# Introduction

- <b>This notebook provides a sample guideline on how you can prepare your raw data from various data sources for Machine Learining and Data analysis.The notebook is more focused on the data preprocessing process. </b>

<b>
 NOTE :
- The whole process may not apply to all datasets so its advisable to use your domain expertise to apply the necessary techniques on your datasets to get the desired results. </b>

# The Data Science workflow

- <b>The data science workflow consists of six major steps which are not linear. This means that depending on your task you will need to go back and forth through this process. </b>
- <b>The six steps include:
   - Scoping a project
   - Gathering Data
   - Cleaning Data
   - Exploring Data
   - Modeling Data
   - Sharing Insights </b>

# 1. Scoping a project

- <b>It involves clearly defining your objectives you need to achieve given certain datasets.

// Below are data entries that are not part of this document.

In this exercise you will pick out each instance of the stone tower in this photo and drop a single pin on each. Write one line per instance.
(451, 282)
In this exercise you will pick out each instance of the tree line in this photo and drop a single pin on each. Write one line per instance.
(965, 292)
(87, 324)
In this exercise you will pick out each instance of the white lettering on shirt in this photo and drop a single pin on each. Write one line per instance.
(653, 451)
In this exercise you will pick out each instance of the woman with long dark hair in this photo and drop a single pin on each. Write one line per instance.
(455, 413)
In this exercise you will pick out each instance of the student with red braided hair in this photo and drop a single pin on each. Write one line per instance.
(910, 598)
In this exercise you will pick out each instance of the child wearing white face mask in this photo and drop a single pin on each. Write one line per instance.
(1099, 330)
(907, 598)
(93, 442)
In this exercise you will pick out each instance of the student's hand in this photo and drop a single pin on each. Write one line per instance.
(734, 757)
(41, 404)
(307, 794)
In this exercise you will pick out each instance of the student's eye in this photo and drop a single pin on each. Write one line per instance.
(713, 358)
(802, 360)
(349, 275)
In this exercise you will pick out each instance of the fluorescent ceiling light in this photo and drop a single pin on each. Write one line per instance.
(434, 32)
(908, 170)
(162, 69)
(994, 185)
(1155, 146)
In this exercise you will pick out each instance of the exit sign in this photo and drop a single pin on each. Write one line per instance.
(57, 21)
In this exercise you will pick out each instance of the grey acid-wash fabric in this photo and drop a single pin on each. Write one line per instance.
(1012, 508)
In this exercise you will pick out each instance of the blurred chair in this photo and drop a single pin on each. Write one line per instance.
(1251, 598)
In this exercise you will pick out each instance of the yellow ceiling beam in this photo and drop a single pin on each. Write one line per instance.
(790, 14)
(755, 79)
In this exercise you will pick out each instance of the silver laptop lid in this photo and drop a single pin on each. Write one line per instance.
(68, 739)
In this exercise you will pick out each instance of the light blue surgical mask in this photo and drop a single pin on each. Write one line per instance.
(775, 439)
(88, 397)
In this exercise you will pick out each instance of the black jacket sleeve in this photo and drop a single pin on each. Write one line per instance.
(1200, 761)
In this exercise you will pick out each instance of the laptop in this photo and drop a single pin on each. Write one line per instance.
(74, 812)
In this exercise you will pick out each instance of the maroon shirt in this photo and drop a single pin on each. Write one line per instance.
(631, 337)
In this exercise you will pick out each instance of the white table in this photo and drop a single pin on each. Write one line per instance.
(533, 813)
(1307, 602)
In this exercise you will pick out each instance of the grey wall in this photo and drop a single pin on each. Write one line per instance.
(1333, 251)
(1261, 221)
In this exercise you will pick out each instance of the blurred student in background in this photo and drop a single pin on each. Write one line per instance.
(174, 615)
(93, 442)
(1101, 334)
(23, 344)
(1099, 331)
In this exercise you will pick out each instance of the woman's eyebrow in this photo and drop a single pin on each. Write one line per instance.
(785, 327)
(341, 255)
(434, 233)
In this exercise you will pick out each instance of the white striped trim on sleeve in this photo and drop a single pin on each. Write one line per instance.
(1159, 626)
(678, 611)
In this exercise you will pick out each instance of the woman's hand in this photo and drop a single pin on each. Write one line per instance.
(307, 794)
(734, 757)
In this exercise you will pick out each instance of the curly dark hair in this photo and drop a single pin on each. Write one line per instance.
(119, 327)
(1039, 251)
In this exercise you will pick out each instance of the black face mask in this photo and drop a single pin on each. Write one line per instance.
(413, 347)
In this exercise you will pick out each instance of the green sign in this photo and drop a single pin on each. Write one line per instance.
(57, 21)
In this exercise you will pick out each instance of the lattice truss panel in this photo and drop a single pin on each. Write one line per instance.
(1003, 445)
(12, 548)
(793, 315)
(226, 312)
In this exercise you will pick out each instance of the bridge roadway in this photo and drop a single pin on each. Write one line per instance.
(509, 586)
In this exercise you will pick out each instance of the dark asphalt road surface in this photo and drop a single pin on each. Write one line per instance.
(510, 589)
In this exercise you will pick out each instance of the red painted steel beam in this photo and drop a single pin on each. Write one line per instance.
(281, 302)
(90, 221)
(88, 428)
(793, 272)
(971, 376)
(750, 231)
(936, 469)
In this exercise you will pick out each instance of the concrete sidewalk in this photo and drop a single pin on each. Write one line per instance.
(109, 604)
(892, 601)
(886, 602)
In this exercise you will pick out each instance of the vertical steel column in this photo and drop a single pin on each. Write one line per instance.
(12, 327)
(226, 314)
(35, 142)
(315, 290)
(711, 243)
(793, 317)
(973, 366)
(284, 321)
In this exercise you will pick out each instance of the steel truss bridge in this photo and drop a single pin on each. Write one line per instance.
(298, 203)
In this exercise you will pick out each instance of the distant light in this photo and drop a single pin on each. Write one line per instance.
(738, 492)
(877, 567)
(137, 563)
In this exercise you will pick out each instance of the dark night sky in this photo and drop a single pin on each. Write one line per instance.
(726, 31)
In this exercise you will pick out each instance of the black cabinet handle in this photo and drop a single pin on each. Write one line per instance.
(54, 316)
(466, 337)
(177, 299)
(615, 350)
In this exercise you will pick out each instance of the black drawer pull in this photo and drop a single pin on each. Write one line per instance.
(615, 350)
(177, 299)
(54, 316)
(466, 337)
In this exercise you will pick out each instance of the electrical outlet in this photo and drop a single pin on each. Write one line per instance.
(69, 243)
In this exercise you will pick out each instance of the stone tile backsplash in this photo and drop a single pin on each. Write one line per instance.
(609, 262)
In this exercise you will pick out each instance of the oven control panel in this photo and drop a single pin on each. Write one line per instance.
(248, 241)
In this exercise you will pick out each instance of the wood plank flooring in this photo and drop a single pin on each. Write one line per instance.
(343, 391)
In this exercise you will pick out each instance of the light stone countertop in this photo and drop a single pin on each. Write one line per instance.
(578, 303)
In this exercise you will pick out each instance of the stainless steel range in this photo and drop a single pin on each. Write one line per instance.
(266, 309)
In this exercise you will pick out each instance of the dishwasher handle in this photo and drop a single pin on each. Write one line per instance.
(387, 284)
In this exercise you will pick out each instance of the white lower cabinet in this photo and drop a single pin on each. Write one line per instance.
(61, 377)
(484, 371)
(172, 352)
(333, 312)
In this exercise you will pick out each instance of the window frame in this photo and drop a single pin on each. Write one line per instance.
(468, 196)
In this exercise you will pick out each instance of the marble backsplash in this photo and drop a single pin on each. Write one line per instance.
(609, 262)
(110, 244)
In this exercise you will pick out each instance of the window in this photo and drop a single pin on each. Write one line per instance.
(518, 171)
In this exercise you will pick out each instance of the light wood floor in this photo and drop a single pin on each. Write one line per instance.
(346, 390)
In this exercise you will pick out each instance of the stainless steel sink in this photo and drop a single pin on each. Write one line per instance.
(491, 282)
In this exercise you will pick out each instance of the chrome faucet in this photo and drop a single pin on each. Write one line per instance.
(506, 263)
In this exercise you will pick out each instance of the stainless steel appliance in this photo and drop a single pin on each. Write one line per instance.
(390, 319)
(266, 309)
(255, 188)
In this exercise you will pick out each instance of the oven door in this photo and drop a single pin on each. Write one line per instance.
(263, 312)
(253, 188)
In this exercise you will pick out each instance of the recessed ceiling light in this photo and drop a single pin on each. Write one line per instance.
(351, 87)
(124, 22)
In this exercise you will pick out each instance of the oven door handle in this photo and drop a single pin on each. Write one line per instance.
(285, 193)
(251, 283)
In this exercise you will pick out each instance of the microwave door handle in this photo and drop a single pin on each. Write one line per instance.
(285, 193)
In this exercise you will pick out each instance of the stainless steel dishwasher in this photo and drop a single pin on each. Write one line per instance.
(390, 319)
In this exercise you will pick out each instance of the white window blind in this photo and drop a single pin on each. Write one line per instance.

Some of these objectives may include :
    - Who are your end users or stakeholders?
    - What business problems are you trying to solve?
    - Which Machine Learning algorithms are you going to use? </b>
- <b>Scoping steps include :
    - Think like an end user
    - Brainstorm problems and solutions
    - Identify data requirements and techniques </b>

# 2. Gathering Data

 - <b> Gathering the right data is essential to set a proper foundation for your analysis. </b>
 - <b>This process involves :
    - Finding the data from data sources eg Local files, Databases, Web access etc
    - Reading it into python
    - Transforming it if necessary
    - Storing the data into Pandas DataFrame </b>

#### Reading files into python using different file formats

In [4]:
# Import the Pandas library
import pandas as pd

In [5]:
# Reading csv formats
df_csv = pd.read_csv("../Data/cardio_base.csv")
df_csv.head(3)

Unnamed: 0,id,age,gender,height,weight,ap_hi,ap_lo,cholesterol,smoke
0,0,18393,2,168,62.0,110,80,1,0
1,1,20228,1,156,85.0,140,90,3,0
2,2,18857,1,165,64.0,130,70,3,0


In [6]:
# Reading excel formats
df_excel = pd.read_excel("../Data/Groceries.xlsx")
df_excel.head(3)

FileNotFoundError: [Errno 2] No such file or directory: 'Data/Groceries.xlsx'

In [None]:
# Reading data from the database

# Importing the database connector
import sqlite3

# Connect to the database
connect = sqlite3.connect('../Data/maven.db')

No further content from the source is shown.